Tech teeters on the brink of a recession
Six weeks of crisis have investors painting a bleak picture of the sector's future.
NEW YORK (Fortune) -- The tech sector took another beating Friday as fears of a global recession fed a widespread market selloff.
The pervasive selling mood has intesified this week after a string of third quarter earnings announcements. Citing concerns about the ailing economy and a sudden slump in orders, several big players offered bleak sales outlooks and lowered their financial targets.
A bout of panic selling overseas early Friday threatened to take hold in the U.S. markets. But tech stocks closed only moderately down, recovering a bit from their steeper drop at the opening. The Nasdaq ended down 3%, with tech giants Microsoft (MSFT, Fortune 500) up 1%, Apple (AAPL, Fortune 500)down 3% and Cisco (CSCO, Fortune 500) off 4%, while some names like Research in Motion (RIMM) fell 2% and Yahoo (YHOO, Fortune 500) fell 3%.

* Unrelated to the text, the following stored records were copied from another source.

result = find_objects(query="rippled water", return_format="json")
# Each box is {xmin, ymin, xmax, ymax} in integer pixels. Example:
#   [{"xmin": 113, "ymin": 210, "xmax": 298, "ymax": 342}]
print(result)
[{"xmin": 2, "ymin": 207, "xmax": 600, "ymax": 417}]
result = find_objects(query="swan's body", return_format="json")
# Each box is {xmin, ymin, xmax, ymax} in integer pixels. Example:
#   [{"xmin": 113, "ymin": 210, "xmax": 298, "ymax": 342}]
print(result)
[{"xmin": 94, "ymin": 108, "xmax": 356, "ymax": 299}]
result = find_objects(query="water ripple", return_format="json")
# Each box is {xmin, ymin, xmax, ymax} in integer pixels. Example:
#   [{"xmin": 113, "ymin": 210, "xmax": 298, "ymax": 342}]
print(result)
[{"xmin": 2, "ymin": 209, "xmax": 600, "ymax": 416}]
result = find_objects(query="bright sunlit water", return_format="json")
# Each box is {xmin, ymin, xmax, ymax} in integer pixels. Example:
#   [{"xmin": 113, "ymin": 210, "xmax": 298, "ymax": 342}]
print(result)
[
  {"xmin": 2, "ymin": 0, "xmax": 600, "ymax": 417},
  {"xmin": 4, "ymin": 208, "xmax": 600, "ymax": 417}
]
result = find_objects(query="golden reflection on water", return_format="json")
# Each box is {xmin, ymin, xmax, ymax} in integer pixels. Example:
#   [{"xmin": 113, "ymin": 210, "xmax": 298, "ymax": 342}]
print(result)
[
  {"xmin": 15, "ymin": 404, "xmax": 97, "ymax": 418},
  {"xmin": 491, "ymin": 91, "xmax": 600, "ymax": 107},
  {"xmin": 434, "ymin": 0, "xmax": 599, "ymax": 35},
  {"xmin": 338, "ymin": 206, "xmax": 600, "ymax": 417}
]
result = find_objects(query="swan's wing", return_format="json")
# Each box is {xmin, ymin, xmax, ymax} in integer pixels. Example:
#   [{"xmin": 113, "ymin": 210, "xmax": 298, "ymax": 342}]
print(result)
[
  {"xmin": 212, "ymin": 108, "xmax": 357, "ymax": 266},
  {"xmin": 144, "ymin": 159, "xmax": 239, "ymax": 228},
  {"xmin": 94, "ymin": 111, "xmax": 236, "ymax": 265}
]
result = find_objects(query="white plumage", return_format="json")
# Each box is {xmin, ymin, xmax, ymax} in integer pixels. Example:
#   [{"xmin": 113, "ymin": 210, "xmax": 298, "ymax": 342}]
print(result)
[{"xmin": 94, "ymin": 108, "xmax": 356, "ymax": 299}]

Even diehard tech optimists have been hitting the exits over the past six weeks following the collapse of Lehman Brothers and intensified the subsequent meltdown of major financial firms. The Dow has fallen 27% since Lehman went bust, but the tech-heavy Nasdaq has dropped even more-a total of 32%-as investors concluded that the financial crisis would lead to a global slowdown in the "real" economy.
Amid that climate of fear, several big tech companies have closed their books on the third quarter and reevaluated the outlook for business ahead.
Some of the grim harbingers:
- Amazon (AMZN, Fortune 500) saw a troubling dip in big-ticket purchases and slashed its fourth-quarter sales target 7% below expectations.
- Chip giant Texas Instruments saw orders drop at a time when they historically have seen a pre-holiday boost, and slashed its fourth-quarter sales outlook 13% below third-quarter levels.
- Intel saw weak chip demand from both corporate and consumer markets and warned that sales could drop sequentially in the fourth quarter, an event the company has not seen since the last tech crash in late 2000.
- Even hothanded Apple called for December-quarter sales in the range of $9.5 billion, roughly flat with last year's level.
- Despite a solid September quarter, Microsoft cut its current-quarter sales guidance Thursday by about 3% on caution of a mild-to-deep recession ahead.
Forecasting December sales in October is always challenging, because many tech shops are experiencing the lull that comes just before the crucial holiday sales rush. This year visibility is even lower than usual, given the ominous signs that any recession could be long and deep.
Morgan Keegan analyst Tavis McCourt, who covers Apple and Research in Motion, two of the biggest growth engines in the sector, says he's convinced that the downward momentum is just starting.
"What we are seeing is part of a bigger slide," says McCourt. "You won't find many companies growing earnings next year. It will be a full-blown recession. If you asked me a month ago, I wouldn't have said this."
Tech's recovery hinges on the buying power of consumers and large businesses. Declining home values and rising unemployment have put consumers under pressure. And drooping sales in a tough credit market haven't exactly encouraged businesses to beef up IT spending.
These conditions will likely stay will us for a couple years, says McCourt.
The signs have been clear enough to put some outfits like Texas Instruments into action.
"Where ordinarily you'd be seeing a building demand for the holiday season, we in fact had a slowing demand," TI CEO Richard Templeton said on an earnings conference call Monday. That pattern has "held through the first 20 days of October," he said.
Templeton told analysts, "we very simply believe it's not a time to be waiting for perfect data. It's a time to be acting and continuing to be diligent on this." The company made plans to reduce inventory and make cuts in some of its wireless chip business.
Just like in any downturn, companies such as TI will attempt to lower costs in step with falling revenue. It's a painful period of adjustment obviously, but not entirely without a silver lining, says McCourt.
It's possible that "2009 could be a trough" where stocks hit a bottom and start to rally ahead of a recovery, McCourt says.